In fact, the ex-smoking woman with the CT images used above to illustrate mucinous BAC came to see me a few months ago, with a very rapid progression over the preceding few weeks to months, in terms of shortness of breath and weight loss. She was declining so quickly we felt a great need to start treatment on her, which was complicated by the fact that she was quite weak and debilitated. I started her on tarceva, because it is now becoming an attractive early standard for BAC, and also because I suspected I'd be able to tell very quickly whether she was responding or not. Also, because the responses to tarceva can be so dramatic and long-lasting, I didn't want to have her miss the chance to be a major beneficiary of it. However, she didn't respond, and she continued in that tailspin, as I thought she might, given that this was mucinous and that she had a significant smoking history. Within a very short time I stopped her tarceva (far shorter than I would usually do, but she wouldn't survive the usual two month test), and I started her on carbo/taxol/avastin. While it hasn't been miraculous in terms of response, she definitely came out of her tailspin, gaining weight and now off of oxygen. At this point, I'm not sure if it's the chemo, the avastin, or the combination, but I'm encouraged to have seen a patient turn around from a startling decline with something other than tarceva. It suggests to me that, along with the small amount of evidence we have from the taxol trial noted above, mucinous BAC may be better served by a chemo-based approach, and perhaps the avastin is a significant help.

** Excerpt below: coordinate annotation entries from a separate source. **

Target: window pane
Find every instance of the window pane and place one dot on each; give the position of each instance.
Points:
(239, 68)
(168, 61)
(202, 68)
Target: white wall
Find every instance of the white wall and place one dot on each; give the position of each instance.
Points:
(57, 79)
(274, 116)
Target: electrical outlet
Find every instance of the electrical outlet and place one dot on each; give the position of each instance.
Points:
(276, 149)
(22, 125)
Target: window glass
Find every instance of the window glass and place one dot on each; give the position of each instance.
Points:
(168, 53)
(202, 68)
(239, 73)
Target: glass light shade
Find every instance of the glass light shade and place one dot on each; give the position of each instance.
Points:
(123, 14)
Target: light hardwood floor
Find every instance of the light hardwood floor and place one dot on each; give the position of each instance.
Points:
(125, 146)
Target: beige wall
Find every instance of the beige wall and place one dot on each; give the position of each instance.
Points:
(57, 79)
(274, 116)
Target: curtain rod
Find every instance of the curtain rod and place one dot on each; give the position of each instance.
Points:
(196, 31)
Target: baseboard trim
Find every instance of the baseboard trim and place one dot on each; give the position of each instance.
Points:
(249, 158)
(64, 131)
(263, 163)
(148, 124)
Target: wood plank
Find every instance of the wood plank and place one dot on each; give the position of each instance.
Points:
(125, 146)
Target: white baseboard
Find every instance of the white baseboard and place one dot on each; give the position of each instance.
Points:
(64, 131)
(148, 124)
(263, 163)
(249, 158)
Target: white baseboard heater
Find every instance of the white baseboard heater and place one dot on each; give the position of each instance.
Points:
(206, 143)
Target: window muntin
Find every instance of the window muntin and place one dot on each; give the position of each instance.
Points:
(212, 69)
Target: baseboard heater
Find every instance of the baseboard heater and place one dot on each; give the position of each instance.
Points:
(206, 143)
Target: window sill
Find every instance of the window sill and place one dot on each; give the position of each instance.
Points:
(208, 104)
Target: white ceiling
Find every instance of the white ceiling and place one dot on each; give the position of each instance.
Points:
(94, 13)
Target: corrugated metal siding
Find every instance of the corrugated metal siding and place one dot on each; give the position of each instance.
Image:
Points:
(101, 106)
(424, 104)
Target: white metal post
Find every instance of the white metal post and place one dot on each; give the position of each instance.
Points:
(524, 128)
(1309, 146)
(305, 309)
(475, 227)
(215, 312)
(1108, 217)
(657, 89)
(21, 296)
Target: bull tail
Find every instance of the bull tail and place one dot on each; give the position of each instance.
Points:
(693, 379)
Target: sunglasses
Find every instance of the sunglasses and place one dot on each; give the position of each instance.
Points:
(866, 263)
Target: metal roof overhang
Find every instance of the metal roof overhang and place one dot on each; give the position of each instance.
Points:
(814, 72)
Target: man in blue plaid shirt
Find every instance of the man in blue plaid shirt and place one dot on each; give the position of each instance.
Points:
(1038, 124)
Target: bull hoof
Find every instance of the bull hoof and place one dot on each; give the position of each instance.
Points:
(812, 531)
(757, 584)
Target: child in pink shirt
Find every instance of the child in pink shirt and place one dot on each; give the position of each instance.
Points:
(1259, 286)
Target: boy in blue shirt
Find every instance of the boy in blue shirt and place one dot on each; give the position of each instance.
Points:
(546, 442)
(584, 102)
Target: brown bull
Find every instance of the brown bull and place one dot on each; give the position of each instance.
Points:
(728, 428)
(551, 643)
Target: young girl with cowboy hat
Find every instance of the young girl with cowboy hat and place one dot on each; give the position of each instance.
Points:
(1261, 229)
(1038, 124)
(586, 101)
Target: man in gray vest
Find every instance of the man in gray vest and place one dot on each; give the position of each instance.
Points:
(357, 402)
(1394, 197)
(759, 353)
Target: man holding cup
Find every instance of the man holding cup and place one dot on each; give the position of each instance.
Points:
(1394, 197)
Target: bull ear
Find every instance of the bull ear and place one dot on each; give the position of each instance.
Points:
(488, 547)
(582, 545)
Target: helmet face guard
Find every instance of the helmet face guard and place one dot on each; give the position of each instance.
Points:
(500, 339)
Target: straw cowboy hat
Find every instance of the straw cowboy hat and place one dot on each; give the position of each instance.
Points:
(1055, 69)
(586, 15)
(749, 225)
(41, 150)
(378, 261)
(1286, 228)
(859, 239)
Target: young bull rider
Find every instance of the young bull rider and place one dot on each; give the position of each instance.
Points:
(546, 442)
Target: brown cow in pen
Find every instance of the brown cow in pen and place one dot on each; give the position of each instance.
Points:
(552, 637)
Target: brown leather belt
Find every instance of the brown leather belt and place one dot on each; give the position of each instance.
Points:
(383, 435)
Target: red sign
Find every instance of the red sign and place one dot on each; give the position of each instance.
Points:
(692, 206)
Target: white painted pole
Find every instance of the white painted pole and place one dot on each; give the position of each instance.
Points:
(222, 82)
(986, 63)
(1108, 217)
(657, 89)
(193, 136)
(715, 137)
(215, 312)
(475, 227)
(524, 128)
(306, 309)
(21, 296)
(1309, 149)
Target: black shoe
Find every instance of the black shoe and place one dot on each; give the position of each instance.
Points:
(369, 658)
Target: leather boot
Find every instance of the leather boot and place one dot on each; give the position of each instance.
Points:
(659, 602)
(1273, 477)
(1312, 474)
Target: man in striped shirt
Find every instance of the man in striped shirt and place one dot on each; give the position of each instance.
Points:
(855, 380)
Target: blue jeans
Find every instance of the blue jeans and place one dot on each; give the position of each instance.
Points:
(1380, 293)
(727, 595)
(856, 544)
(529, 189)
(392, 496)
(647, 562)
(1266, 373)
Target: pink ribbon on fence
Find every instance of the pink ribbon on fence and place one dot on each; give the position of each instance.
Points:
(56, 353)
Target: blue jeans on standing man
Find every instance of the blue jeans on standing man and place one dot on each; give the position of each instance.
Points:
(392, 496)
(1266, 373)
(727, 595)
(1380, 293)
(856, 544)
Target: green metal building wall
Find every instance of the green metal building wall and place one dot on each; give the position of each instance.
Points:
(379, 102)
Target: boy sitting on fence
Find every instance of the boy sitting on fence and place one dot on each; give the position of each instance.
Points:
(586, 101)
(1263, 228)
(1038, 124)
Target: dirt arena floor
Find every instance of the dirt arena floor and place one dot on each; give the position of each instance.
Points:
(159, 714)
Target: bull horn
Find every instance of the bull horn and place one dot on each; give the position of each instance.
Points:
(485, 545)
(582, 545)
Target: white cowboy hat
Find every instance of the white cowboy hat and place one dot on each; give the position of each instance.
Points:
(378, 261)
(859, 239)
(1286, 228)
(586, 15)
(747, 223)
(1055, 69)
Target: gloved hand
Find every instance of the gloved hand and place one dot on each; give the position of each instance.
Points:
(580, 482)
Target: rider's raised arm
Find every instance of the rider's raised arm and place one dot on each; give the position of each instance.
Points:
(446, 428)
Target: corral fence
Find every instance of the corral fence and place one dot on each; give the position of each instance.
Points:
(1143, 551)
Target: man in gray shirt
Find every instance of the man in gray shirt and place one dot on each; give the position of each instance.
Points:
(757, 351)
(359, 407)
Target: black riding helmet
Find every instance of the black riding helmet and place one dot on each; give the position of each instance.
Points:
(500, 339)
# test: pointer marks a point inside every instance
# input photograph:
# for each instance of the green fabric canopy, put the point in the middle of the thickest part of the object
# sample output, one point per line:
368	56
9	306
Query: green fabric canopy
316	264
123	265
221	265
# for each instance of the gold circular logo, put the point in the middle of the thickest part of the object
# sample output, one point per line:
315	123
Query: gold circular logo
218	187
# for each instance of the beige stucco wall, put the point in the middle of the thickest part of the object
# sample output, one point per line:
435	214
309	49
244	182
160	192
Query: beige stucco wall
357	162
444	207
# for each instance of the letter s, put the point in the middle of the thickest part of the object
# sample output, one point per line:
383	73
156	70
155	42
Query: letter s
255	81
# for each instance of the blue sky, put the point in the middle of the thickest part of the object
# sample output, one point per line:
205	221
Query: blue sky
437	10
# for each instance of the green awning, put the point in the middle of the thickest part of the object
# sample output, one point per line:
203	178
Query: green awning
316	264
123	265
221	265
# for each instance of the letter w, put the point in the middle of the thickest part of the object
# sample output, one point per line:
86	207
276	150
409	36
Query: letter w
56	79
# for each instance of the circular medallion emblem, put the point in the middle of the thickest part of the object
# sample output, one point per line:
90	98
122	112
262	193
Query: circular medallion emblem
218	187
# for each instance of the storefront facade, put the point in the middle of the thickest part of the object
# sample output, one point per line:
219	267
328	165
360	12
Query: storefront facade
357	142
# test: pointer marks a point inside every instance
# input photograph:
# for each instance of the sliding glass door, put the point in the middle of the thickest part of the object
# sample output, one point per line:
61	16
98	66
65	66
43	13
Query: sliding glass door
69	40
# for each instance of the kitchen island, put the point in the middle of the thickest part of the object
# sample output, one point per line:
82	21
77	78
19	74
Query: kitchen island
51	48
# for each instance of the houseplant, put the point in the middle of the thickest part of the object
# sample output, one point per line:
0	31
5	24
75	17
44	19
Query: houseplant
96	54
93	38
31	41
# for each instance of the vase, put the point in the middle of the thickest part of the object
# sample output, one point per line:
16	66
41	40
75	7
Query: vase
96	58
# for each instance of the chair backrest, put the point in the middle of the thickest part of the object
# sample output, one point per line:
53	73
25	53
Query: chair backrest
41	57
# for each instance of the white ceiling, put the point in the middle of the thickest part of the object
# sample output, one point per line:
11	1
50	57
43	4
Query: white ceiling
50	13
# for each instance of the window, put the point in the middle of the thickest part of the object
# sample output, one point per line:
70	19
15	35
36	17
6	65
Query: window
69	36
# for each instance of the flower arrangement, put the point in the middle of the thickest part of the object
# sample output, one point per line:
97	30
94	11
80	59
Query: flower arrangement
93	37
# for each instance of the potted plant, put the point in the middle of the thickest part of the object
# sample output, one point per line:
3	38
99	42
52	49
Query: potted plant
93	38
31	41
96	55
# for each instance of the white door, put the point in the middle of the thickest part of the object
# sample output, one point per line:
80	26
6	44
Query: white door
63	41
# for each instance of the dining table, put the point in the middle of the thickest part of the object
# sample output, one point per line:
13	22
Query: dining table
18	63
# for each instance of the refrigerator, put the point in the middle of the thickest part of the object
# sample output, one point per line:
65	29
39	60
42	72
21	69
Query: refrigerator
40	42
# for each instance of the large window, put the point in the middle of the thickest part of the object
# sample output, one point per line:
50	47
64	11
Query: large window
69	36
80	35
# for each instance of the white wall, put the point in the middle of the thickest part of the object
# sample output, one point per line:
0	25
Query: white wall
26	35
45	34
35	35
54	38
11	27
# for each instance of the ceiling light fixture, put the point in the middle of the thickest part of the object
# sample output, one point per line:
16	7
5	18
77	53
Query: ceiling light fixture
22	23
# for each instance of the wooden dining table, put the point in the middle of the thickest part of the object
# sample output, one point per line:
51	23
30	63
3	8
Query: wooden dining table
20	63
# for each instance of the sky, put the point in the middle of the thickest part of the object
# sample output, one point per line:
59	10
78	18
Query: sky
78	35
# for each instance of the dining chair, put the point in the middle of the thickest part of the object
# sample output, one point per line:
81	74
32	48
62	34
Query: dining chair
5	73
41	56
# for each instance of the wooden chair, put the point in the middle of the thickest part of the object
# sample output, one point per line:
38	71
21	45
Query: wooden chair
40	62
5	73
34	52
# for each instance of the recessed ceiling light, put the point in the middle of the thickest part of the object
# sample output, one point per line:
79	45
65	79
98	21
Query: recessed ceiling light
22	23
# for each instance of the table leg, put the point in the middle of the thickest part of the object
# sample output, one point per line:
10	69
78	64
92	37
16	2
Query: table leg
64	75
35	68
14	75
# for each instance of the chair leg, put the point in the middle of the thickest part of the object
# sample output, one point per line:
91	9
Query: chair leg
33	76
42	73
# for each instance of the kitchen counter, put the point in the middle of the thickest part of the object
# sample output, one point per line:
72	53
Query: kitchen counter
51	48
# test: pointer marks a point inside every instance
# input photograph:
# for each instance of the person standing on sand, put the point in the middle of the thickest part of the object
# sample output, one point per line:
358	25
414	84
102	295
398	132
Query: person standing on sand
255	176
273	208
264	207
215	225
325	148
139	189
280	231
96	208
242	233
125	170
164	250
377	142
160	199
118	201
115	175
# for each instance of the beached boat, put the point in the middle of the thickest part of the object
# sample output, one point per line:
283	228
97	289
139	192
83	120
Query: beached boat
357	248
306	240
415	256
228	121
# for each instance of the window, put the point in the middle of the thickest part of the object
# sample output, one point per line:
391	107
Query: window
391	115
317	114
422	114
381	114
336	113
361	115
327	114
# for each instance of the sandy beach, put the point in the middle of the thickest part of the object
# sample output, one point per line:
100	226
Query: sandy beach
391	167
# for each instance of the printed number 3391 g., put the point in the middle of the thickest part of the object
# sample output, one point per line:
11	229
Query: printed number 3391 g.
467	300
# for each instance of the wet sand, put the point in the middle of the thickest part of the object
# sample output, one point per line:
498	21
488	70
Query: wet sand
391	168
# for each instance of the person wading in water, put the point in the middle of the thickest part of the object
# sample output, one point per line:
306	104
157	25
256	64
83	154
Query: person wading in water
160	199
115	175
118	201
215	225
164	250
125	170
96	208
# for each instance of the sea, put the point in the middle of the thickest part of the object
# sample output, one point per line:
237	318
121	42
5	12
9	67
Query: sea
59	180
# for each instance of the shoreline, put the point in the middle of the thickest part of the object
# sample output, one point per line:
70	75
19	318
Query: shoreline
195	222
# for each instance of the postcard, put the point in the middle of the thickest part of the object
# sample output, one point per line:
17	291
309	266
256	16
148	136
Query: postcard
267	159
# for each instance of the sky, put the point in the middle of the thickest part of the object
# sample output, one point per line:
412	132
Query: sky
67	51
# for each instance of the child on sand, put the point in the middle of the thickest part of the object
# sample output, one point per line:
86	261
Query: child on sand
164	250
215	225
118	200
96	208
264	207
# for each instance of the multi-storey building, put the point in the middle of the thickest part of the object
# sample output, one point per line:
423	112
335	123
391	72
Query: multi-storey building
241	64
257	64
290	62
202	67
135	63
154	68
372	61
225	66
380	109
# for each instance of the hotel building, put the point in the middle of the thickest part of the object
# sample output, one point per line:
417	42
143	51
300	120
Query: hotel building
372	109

The Southwest Oncology Group is just now starting a trial that I'm leading, known as SWOG 0635, that will enroll patients with BAC (mucinous or non-mucinous, also including adenocarcinoma with BAC features) to receive the combination of tarceva and avastin, which we expect will be first-line therapy for most patients. We'll be looking very closely at differences based on histology. Perhaps the avastin provides a key benefit for patients with mucinous BAC that will lead to better results for this combination than tarceva alone. Perhaps the avastin/tarceva combination will lead to even better results with tarceva for the population with non-mucinous BAC, who already seemed to benefit considerably as a group from EGFR inhibitors alone (as avastin improved outcomes vs. chemo alone for advanced NSCLC in general). For now, we don't know, but we're learning more, and much of that is from looking more carefully at what we've done and trying to discern patterns that can be lost by pooling the results. It really does look like BAC encompasses more than one disease.